What is an MRCP Scan?

MRCP is a specialised type of MRI that uses computer software to create detailed images of the pancreas, liver, gallbladder, and bile ducts. It is a non-invasive procedure that does not require radiation exposure. During an MRCP scan, a contrast agent may be injected into the patient's veins to enhance the visibility of the ducts and surrounding structures.

Introduction to Pancreatic Health

The pancreas is a vital organ that plays a crucial role in digestion and blood sugar regulation. However, it is susceptible to various disorders, including pancreatitis and pancreatic cancer.

Prevalence and Causes of Pancreatic Disorders

Pancreatic disorders are relatively common. The most common causes of pancreatitis include gallstones, alcohol abuse, and certain medications.

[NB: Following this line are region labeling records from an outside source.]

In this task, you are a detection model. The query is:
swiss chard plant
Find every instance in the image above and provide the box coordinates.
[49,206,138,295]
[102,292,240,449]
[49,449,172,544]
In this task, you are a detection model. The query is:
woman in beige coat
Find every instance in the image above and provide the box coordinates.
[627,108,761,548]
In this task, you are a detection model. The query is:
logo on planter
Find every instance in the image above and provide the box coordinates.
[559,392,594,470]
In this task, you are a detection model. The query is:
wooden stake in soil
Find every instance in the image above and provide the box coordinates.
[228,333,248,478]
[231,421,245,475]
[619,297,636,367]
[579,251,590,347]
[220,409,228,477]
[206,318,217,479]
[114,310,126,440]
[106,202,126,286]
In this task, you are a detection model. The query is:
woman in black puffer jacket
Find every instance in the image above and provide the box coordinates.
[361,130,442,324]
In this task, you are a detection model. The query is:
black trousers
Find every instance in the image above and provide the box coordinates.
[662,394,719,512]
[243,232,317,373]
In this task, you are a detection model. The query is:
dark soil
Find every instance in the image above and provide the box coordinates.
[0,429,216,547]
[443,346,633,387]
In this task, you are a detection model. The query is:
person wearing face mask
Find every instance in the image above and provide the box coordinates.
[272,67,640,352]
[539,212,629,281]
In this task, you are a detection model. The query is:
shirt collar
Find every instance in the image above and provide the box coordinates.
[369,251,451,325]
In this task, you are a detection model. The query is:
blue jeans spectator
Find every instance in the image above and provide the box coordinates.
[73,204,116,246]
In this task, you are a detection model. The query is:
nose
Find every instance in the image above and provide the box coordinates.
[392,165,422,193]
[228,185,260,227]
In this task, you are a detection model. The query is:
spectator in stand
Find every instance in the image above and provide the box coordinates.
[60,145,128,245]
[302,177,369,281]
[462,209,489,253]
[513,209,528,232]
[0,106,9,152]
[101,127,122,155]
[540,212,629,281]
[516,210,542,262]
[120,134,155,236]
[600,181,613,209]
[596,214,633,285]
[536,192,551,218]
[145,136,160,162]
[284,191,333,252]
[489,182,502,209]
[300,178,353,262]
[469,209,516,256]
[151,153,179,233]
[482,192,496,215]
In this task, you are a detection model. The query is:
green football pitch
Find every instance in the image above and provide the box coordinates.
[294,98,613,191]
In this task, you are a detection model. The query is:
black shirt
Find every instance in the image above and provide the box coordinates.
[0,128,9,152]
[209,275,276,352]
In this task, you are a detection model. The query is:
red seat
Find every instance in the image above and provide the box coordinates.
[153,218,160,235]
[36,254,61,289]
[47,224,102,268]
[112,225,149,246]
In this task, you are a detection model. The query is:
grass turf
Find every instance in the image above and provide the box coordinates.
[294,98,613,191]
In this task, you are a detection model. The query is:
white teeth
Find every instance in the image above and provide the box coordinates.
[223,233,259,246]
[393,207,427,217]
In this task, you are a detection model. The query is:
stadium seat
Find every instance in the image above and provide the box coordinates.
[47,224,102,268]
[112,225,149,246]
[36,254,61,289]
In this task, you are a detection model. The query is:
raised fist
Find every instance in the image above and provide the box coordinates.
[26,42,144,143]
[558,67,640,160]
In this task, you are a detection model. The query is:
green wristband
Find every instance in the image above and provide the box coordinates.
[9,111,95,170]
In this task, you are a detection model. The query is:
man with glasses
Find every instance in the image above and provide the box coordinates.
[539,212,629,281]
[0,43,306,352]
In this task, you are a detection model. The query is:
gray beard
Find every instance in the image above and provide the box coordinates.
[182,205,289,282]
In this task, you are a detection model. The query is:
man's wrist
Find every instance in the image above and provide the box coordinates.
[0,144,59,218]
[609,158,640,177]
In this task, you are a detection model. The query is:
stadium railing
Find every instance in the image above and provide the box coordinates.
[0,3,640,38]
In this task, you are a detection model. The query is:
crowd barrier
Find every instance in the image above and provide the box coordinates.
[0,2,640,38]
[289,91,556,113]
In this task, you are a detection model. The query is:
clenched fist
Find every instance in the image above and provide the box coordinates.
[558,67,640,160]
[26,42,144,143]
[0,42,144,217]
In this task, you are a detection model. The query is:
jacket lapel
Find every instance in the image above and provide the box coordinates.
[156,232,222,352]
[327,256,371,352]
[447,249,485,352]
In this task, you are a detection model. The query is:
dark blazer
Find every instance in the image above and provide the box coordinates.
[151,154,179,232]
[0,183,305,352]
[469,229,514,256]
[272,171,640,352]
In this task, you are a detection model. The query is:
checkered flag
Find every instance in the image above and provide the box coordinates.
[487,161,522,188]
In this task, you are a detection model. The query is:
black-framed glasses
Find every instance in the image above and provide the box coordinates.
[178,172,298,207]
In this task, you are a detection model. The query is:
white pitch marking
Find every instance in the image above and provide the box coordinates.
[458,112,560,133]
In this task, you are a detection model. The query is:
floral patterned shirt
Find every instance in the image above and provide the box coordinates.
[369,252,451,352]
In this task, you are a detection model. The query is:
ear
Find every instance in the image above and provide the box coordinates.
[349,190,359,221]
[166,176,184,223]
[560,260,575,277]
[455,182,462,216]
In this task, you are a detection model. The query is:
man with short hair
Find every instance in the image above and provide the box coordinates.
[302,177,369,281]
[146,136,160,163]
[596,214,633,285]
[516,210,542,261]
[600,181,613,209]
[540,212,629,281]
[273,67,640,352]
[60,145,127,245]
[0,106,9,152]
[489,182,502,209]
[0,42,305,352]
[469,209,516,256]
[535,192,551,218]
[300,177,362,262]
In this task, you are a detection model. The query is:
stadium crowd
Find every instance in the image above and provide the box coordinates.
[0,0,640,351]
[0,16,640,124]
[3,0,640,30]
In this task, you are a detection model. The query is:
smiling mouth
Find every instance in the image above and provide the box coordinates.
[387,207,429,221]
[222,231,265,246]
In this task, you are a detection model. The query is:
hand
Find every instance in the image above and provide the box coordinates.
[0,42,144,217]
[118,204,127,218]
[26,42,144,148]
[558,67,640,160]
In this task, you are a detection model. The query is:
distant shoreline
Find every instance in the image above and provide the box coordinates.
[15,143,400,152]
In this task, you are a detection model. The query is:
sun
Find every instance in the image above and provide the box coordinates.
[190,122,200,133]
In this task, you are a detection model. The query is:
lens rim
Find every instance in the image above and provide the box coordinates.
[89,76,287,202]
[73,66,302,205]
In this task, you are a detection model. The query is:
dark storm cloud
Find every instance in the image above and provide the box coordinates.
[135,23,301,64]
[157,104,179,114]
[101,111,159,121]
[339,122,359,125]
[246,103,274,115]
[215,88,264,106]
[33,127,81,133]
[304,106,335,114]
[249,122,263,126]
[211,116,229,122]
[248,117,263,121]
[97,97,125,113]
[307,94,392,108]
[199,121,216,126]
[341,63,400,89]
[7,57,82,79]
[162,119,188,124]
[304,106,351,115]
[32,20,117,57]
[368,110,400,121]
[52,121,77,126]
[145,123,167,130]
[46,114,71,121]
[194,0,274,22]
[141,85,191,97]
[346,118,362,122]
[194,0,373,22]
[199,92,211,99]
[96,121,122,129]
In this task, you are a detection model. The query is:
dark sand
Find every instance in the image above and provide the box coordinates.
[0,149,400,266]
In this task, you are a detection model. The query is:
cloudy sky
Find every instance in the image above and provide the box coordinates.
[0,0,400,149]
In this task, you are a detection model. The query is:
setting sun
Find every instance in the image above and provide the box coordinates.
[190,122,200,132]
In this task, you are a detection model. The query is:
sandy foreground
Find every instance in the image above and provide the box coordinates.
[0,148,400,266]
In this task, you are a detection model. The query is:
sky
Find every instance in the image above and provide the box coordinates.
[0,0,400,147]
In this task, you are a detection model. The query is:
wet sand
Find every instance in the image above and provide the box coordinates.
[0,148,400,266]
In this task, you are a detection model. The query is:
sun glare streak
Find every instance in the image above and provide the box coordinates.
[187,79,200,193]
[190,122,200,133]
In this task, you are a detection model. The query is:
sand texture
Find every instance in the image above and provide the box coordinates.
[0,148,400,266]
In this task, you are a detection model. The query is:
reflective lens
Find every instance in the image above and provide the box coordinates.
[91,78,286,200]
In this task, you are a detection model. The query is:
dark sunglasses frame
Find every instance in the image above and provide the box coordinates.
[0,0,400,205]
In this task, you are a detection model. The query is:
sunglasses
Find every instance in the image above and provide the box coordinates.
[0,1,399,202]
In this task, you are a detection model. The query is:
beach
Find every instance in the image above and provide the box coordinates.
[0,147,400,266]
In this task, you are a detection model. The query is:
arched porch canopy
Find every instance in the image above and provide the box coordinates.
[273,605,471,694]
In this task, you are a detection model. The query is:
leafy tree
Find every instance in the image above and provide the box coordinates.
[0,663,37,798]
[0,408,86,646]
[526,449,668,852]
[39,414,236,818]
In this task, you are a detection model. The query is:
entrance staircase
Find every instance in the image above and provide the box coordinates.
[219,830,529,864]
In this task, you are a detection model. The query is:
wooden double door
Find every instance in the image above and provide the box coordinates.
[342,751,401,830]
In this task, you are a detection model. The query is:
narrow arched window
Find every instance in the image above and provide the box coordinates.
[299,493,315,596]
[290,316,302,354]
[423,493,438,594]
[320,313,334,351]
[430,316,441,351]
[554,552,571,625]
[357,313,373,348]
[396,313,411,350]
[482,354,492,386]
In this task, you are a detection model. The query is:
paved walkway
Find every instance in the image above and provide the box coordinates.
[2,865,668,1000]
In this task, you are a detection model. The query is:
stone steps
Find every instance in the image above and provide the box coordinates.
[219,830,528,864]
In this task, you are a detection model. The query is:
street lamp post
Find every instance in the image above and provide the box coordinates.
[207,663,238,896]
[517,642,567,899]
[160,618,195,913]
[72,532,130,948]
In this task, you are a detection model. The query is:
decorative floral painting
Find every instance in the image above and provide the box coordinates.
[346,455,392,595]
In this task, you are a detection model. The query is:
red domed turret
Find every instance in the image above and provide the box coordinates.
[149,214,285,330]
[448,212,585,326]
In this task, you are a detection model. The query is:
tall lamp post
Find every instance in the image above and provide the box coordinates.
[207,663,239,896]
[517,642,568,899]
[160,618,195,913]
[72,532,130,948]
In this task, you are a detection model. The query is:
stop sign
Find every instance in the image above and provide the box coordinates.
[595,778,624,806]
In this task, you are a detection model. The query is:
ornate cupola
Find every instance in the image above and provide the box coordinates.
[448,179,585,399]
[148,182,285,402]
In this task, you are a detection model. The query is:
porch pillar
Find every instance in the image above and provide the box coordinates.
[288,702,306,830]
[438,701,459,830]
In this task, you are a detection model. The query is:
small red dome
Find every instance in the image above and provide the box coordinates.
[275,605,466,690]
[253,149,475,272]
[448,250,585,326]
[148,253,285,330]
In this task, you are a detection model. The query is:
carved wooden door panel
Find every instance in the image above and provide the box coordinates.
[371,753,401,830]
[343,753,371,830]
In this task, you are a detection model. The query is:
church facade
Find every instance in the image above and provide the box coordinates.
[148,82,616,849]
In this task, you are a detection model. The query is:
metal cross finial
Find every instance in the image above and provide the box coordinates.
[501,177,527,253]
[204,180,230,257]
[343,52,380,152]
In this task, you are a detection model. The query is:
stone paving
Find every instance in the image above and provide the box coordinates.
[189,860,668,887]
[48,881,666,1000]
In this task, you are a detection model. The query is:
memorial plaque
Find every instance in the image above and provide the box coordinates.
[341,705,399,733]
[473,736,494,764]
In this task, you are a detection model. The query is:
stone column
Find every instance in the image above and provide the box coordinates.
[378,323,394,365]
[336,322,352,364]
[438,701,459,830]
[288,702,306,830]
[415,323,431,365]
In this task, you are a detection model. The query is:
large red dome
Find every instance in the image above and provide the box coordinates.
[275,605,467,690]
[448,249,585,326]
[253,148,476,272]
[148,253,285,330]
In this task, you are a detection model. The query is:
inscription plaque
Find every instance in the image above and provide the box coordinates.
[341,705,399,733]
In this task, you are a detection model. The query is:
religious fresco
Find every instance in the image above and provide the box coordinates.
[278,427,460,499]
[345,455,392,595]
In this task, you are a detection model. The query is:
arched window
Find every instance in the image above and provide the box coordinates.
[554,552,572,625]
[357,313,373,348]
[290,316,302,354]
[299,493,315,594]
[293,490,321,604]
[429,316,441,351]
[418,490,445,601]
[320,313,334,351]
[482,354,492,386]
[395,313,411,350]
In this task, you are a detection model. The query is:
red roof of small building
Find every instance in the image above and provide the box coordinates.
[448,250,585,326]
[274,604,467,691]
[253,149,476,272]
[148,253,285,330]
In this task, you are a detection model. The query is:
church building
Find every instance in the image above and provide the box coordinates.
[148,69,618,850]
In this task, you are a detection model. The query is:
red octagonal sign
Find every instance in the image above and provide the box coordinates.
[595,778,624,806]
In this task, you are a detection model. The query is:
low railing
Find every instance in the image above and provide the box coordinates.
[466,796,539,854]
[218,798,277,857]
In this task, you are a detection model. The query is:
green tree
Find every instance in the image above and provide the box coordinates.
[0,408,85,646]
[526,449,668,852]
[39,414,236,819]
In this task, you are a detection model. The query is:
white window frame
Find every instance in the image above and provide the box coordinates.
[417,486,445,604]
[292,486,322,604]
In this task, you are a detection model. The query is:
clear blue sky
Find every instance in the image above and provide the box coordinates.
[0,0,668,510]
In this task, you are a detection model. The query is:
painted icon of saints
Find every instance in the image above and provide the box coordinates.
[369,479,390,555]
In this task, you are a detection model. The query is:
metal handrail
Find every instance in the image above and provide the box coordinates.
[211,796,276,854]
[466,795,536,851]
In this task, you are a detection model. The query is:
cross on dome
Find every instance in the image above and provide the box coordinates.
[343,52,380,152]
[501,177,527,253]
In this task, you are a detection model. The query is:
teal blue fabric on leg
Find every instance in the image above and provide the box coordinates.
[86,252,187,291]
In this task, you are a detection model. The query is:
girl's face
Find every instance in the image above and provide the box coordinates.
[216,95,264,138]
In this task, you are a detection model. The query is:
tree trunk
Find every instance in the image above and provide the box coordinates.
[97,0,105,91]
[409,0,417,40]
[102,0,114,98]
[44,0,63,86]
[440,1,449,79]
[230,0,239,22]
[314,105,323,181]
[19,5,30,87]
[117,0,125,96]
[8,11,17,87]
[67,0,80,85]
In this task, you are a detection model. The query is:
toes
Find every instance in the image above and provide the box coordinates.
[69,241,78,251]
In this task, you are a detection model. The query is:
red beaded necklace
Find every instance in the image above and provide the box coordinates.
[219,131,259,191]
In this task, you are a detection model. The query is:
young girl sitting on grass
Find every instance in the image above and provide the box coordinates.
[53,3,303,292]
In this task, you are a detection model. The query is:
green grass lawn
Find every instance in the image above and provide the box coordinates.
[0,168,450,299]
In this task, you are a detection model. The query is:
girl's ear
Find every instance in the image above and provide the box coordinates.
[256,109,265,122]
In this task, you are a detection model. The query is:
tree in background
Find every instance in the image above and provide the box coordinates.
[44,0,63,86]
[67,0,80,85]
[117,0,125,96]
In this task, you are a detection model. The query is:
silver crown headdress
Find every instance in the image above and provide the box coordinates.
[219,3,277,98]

Pancreatic cancer is less common but more serious.

If you are concerned regarding specific symptoms, please ensure to discuss this with your healthcare provider. 

When to Get an MRCP Scan?

Suspected Pancreatic or Biliary Tract Disorders

  • Unexplained abdominal pain
  • Pancreatitis
  • Pancreatic cancer
  • Gallstones
  • Bile duct problems
  • Blockage or narrowing of the pancreatic or bile duct

Inflammatory Conditions

  • Primary sclerosing cholangitis

Other Indications

  • Presence of gallstones
  • Inflammation
  • Cancer of the bile duct
  • Underlying causes of liver disease, jaundice

The MRCP scan is a specialised type of contrast MRI that provides detailed images of the pancreatic and biliary systems without using ionizing radiation. It is less invasive compared to endoscopic retrograde cholangiopancreatography (ERCP) and helps diagnose conditions and plan treatment.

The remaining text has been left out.